After two years of legal maneuvering the case was moving toward a jury trial when the two sets of attorneys (the firms of Emery Rowe, Davis, and Riese for the plaintiffs and Laugh, Laughlin and Guttormsen for the defendants) jointly filed a stipulation for dismissal on May 4, 1949. On May 28, 1949, this case was dismissed. Neither plaintiff was called to testify at the 1951 trial.
Fiction, or Nonfiction?
The Egg and I topped nonfiction best seller lists for more than two years. Betty MacDonald's cheerfully smiling face was used on the book's cover, and the book was clearly marketed as depicting actual events in Betty's life. Although she obscured place names (substituting Town for Port Townsend, Crossroads for Chimacum, and Docktown for Port Hadlock, for example) and frankly fictionalized the book's conclusion in which the Betty and Bob characters apparently start over on a new chicken ranch in or near Seattle, general consensus up until the time of the trial seems to have been that Betty's book was indeed nonfiction.
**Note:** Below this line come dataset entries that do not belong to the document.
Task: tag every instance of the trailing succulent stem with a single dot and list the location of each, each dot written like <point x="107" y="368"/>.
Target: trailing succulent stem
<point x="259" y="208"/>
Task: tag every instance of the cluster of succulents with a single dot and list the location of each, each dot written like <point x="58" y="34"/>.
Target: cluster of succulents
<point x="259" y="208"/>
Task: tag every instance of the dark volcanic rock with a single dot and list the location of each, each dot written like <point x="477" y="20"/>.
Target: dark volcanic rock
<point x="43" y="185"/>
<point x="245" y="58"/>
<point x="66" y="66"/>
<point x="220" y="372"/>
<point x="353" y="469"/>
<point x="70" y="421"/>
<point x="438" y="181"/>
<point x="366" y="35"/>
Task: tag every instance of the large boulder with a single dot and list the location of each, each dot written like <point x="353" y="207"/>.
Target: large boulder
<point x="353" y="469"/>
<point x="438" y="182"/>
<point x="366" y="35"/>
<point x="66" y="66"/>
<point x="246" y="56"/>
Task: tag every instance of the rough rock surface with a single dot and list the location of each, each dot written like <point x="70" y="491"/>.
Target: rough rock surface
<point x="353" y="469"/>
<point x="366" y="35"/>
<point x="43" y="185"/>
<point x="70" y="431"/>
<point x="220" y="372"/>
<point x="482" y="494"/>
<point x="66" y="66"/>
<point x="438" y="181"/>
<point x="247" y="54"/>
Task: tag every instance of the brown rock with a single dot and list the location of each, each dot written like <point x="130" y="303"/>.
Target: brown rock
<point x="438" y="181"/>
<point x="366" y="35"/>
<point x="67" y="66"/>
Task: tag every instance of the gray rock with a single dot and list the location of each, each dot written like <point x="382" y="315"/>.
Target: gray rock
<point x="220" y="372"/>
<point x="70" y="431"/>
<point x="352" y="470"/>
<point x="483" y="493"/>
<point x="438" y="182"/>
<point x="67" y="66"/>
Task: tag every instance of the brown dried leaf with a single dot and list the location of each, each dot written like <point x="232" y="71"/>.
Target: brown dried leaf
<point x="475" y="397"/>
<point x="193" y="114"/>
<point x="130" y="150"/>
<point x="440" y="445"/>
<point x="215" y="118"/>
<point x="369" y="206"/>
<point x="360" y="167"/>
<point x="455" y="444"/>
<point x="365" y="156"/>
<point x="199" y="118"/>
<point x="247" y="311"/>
The outcome of the trial hinged largely on the question of whether or not Betty MacDonald invented the colorful fictional Kettles, or whether she invaded the privacy of her former Center neighbors, exaggerating their foibles. The two-week trial generated front page coverage in both the Seattle Post-Intelligencer and The Seattle Times, pitted Betty and the Bishops against one another on the witness stand, and ultimately, exonerated the enormously popular author.